How We Built Ubii — A Ride-Hailing App for the South African Market

Ubii is a ride-hailing platform built for the South African market: a rider app for booking trips and a separate driver app for accepting them, earning, and managing payouts. It's live on the App Store today, but it didn't start clean, and we'd rather tell you what actually happened than write the polished version.

What the brief actually was

The founders came to us with a clear gap they'd identified rather than a vague "build us an Uber competitor" brief: drivers in certain areas were unhappy with commission structures on the dominant platforms, and there was room for a more driver-friendly alternative. The ask was two apps, Ubii Ride for passengers and Ubii Drive for drivers, sharing one backend, with live GPS tracking, in-app payments, and a payout system drivers could actually trust.

The stack

We built both apps in Flutter to keep iOS and Android in sync from one codebase, with a Node.js backend and PostgreSQL as the database of record. Driver location updates and trip state propagate to the rider's screen over WebSockets, close to real time. Payments run through Paystack, and Google's Maps and Directions APIs handle routing, ETAs, and fare estimation.

The part that didn't work the first time: matching

The hardest problem wasn't the UI. It was the dispatch logic that finds an available driver near a rider and offers them the trip. Our first version used a simple radius query: find all online drivers within X kilometres, sorted by distance, offer to the closest one. In testing with a handful of drivers this looked fine. It fell apart once we simulated more realistic conditions:

• Drivers near the edge of a busy area would get flooded with offers while drivers a few hundred metres further out got nothing, because "closest" doesn't account for actual road distance or traffic.
• A driver could accept a trip, then have their connection drop for a few seconds during the handshake, leaving the rider staring at a spinner.
• Two riders requesting trips at almost the same moment could both get offered the same driver before the first acceptance was confirmed.

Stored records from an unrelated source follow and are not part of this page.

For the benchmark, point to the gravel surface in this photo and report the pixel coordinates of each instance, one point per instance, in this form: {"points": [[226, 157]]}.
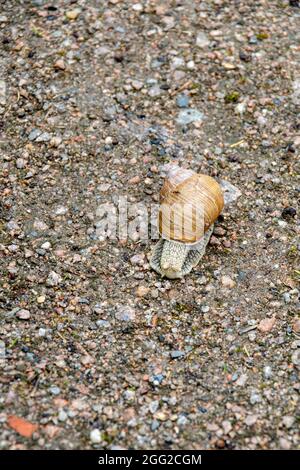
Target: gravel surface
{"points": [[97, 351]]}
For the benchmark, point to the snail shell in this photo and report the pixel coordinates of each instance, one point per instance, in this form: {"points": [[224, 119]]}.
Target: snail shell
{"points": [[189, 204]]}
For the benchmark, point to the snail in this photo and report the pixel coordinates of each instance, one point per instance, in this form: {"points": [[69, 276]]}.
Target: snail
{"points": [[190, 203]]}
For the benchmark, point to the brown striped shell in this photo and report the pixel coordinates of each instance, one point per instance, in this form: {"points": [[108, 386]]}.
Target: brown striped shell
{"points": [[189, 204]]}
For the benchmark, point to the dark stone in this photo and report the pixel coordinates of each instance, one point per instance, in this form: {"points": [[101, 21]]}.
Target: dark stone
{"points": [[288, 212]]}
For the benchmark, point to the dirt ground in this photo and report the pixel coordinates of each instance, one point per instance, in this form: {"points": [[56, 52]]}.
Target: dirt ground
{"points": [[96, 350]]}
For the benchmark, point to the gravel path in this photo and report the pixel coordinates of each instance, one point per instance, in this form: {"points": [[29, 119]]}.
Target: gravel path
{"points": [[97, 351]]}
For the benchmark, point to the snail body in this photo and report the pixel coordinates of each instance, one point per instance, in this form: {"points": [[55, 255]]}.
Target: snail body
{"points": [[190, 203]]}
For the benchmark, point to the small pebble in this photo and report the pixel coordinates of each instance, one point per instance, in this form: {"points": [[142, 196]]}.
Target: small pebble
{"points": [[23, 314]]}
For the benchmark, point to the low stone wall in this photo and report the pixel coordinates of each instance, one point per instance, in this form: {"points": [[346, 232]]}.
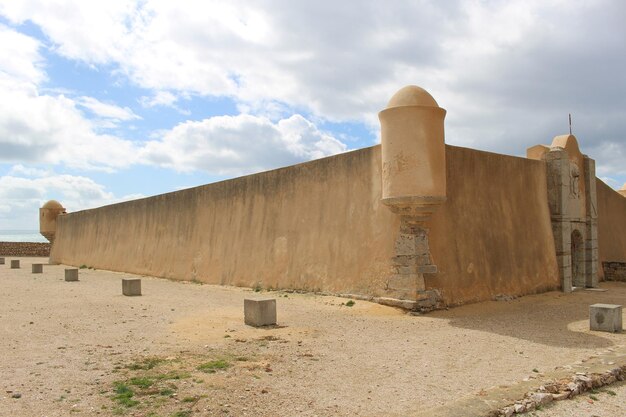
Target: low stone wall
{"points": [[614, 271], [24, 249]]}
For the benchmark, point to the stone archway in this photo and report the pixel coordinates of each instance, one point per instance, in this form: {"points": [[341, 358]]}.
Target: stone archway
{"points": [[578, 259]]}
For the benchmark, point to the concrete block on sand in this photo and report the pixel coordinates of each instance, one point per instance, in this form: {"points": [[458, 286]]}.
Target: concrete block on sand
{"points": [[131, 287], [259, 312], [605, 317], [71, 274]]}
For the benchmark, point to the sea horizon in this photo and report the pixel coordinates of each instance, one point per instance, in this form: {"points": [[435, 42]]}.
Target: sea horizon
{"points": [[21, 235]]}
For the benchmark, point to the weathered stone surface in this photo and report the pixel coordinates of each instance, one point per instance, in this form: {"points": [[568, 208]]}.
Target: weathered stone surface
{"points": [[614, 271], [541, 398], [259, 312], [71, 274], [131, 286], [605, 317]]}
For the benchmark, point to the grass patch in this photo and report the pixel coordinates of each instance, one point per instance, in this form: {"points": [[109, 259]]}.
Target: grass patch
{"points": [[190, 399], [124, 395], [173, 375], [166, 392], [185, 413], [146, 364], [213, 366], [141, 382]]}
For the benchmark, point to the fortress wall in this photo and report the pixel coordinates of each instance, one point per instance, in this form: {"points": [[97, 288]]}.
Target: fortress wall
{"points": [[611, 225], [493, 235], [320, 226], [313, 226]]}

We rebuilt matching around a short offer-and-timeout cycle instead. A driver gets a fixed window to accept, the offer expires and moves to the next nearest driver if they don't, and a trip is only locked in once the backend confirms a single acceptance. It's a more boring solution than anything clever, and it's the one that actually held up.

Background location and battery drain

Driver apps need to keep reporting GPS location even when the app isn't in the foreground, since riders need to see the driver moving on the map while they're waiting. Naively polling location every couple of seconds in the background is an easy way to drain a driver's battery in a few hours, which is a fast way to lose drivers who need their phone all day. We tuned location update frequency based on trip state: frequent updates during an active trip, much less frequent when a driver is idle but online. That cut battery impact significantly without making tracking feel laggy to riders.

Payments and payouts

Riders pay in-app through Paystack; the platform takes a commission and the remainder needs to reach drivers reliably on a predictable schedule. This sounds simple until you have to handle a cancelled trip mid-payment, a card payment that fails after a driver has already started the trip, or a refund that needs to be reflected correctly across both the rider's history and the driver's earnings statement. We built the payout ledger as its own internal system rather than bolting it onto the trips table. Every transaction (fare, commission, refund, adjustment) is its own record in Postgres, which made reconciliation and driver-facing earnings statements far easier to get right and to debug when something looked off.

The two-sided marketplace problem

You can't properly test a ride-hailing app with no drivers online and no riders requesting trips. It's a cold-start problem that no amount of QA in isolation solves. We worked around it by building an internal simulation mode that could spin up fake driver locations moving along real roads, so we could load-test matching and tracking before a single real driver had the app installed. It's not a substitute for real-world usage, but it caught several matching and tracking bugs that would have been ugly to discover with actual drivers mid-shift.

Where Ubii is now

Both apps are live, Ubii Ride for passengers and Ubii Drive for drivers, running the matching, tracking, and payout systems described above in production. It's still actively evolving; ride-hailing is one of those products where the second year of refinement matters as much as the first build.